The United States loves a painstaking investigation. Malfeasance and disaster cry out for justice and while one can't turn back the clock, we are compelled to know what happened, what went wrong and who's to blame. Sometimes blame seems to be the primary motivator for the inquiries. Certainly, in criminal matters this needs to be the case - punishment for wrongdoing and when possible, recompense for damage is desirable for the good of the innocent.
The painstaking investigations surrounding a disaster like the recent wildfires in Los Angeles have barely begun and are really not the topic I wish to discuss in depth. We have been hearing that part of the severity of these fires is owing to a lack of preparedness on the part of the L.A. fire department. I think it is fair to say that almost all of the people familiar with the situation say that some unpreparedness existed.
If Los Angeles was under-prepared to manage wildfires, it means that the city authorities were allocating time and resources to other things. Logically, this must be so in the same way as if I am taking a shower, I am not grocery shopping. In my little life, I can certainly manage to do both of these things in the course of a day! The management of an enormous city is much more complex affair, but the principle is the same. Organizing time for the accomplishment of tasks that are not flashy but essential.
A week or so ago in my email was a Substack post by Freddie DeBoer ((3) Freddie deBoer | Substack). As with many of my emails, I'm not sure how this one came to me. Mr. DeBoer describes himself as a Marxist, and an atheist. He has an M.A. in Writing and Rhetoric (by the way, I love that degrees in rhetoric exist) and a Ph.D. in English. He says that he has bipolar disorder and has been in and out of treatment for his entire adult life. Since 2017, he has managed this disorder with consistent treatment and medication.

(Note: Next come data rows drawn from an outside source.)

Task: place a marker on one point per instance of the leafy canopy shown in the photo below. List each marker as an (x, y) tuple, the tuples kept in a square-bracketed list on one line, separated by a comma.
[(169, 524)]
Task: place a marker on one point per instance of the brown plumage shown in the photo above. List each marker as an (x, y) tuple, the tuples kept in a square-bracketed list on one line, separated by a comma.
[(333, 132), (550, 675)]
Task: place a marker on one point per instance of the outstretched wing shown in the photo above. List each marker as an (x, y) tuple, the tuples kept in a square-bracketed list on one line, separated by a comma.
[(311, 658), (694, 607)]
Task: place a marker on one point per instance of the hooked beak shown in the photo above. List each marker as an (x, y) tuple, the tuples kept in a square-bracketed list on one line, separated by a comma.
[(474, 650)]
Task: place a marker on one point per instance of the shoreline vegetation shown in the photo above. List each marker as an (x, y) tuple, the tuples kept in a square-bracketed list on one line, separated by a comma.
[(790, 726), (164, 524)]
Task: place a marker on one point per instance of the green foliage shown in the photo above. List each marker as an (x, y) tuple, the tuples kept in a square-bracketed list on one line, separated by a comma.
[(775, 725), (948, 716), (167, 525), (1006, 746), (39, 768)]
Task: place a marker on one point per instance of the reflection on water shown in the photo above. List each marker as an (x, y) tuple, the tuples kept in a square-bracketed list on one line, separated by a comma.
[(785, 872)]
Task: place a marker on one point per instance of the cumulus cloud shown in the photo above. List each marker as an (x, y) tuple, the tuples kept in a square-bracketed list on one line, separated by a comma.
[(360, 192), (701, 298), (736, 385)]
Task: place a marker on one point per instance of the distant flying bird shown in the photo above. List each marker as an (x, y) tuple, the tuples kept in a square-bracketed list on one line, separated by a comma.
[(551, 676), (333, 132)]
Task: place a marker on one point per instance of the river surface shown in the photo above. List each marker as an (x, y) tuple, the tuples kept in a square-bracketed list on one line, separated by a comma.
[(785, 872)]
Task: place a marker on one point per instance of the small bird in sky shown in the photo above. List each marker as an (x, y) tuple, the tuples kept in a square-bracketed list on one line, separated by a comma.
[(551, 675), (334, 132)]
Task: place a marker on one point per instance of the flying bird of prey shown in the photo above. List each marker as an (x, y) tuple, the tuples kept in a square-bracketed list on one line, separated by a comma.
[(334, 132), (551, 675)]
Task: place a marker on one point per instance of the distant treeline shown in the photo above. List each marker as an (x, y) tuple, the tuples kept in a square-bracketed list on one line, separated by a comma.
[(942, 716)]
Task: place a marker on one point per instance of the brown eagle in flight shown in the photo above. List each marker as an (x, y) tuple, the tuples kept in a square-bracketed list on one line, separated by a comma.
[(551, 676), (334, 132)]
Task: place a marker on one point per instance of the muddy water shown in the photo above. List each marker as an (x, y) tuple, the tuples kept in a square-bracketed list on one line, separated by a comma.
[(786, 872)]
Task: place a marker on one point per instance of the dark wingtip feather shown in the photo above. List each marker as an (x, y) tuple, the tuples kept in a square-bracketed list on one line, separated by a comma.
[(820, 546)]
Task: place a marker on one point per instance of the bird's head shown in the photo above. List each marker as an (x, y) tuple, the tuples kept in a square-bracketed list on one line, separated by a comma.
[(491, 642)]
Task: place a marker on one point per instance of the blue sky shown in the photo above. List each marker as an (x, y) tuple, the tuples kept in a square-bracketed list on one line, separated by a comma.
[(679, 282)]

The title of the article is "I Told You: Chaos is Coming." He begins by describing an ultra-fringe group call the Zizians who, according to DeBoer are "a group of former computer scientists and financial market types who appear to have latched onto the effective altruism/rationalist movement and taken the AI risk, veganism, and animal rights parts to a certain extreme; the group has been implicated in at least eight murders." You can research the Zizians online, but dangerously whacky pretty much covers it. If they've committed eight murders, I suppose humans are not animals in their view and thus don't have rights?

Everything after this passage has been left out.